OOP Etgar 2008 – Recitation 941 Catching by Reference Exception declaration is much like function parameter list. In particular, we can catch exception objects by reference: …catch (pushOnFull& e) {…} Otherwise the exception object is passed by-value into the catch clause. Using “catch-by-reference”: –Prevents unnecessary copying; –Allows changing the exception object; –Permits polymorphism.

OOP Etgar 2008 – Recitation 942 Exception Specification How do we know which function throws exceptions and what types? Function exception specification is a comma- separated list of exceptions the function might throw. int Stack::pop() throw(popOnEmpty); void Stack::push(int) throw(pushOnFull); This list is checked at runtime – if the function throws unspecified exception, the STL unexpected() function is called (which by default calls terminate() ).
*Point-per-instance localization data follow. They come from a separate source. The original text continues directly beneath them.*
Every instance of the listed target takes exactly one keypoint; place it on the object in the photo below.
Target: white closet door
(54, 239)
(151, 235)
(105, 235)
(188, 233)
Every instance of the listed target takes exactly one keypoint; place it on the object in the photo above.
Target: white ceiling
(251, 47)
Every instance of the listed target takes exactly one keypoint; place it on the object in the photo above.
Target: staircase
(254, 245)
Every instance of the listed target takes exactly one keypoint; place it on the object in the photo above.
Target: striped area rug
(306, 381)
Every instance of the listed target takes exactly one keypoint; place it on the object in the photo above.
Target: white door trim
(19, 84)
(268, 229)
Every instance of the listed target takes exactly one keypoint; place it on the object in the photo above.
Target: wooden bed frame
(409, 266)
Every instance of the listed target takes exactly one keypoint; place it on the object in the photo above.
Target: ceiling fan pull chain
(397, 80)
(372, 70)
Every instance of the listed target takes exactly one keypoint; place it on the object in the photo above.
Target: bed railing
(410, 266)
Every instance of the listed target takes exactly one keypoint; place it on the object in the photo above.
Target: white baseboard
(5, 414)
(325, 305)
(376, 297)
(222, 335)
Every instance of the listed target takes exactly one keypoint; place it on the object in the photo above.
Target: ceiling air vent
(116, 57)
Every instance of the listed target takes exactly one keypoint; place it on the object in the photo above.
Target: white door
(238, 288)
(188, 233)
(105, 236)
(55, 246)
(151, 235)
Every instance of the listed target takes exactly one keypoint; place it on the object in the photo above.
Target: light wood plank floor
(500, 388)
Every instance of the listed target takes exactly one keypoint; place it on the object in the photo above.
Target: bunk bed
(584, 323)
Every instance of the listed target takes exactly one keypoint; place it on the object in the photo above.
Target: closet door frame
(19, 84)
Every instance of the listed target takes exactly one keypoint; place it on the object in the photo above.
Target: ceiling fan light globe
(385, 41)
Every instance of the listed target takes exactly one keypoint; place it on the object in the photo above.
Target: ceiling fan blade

Exception specification is part of functions interface: int Stack::pop() {// Err, must match declaration

OOP Etgar 2008 – Recitation 943 Stack Unwinding When an exception is thrown, the calling functions exit one after another until a handler is found. During this process all the objects that were defined on stack (local – also called automatic – variables in these functions) are properly destroyed. This is called stack unwinding.

OOP Etgar 2008 – Recitation 944 Rethrow If a handler doesn’t know how to fully recover from an exception, it can rethrow it (after doing what it wanted). This is done by throw; …catch (popOnEmpty e) { cout << "Can't pop"; throw; } The object rethrown is the original exception object (not the copy in catch ).

OOP Etgar 2008 – Recitation 945 Exception Hierarchies Since exceptions are objects, we can build exceptions hierarchies. For example, a base class Exception, subclasses StackException and MathException, and two subclasses for StackExceptions – popOnEmpty and pushOnFull. All rules applying to base and derived apply here (catching derived instead of base, virtual functions with “catch-by- reference”, etc.)

OOP Etgar 2008 – Recitation 946 Constructors and Destructors Constructor can (and should) signal an error by throwing an exception. –In this case all data members and base class subobjects constructed so far are properly destroyed. Destructor should never throw (or let out) an exception. –Destructors are called during stack unwinding, and if it throws another exception (thus two exceptions will be active simultaneously), terminate() is called.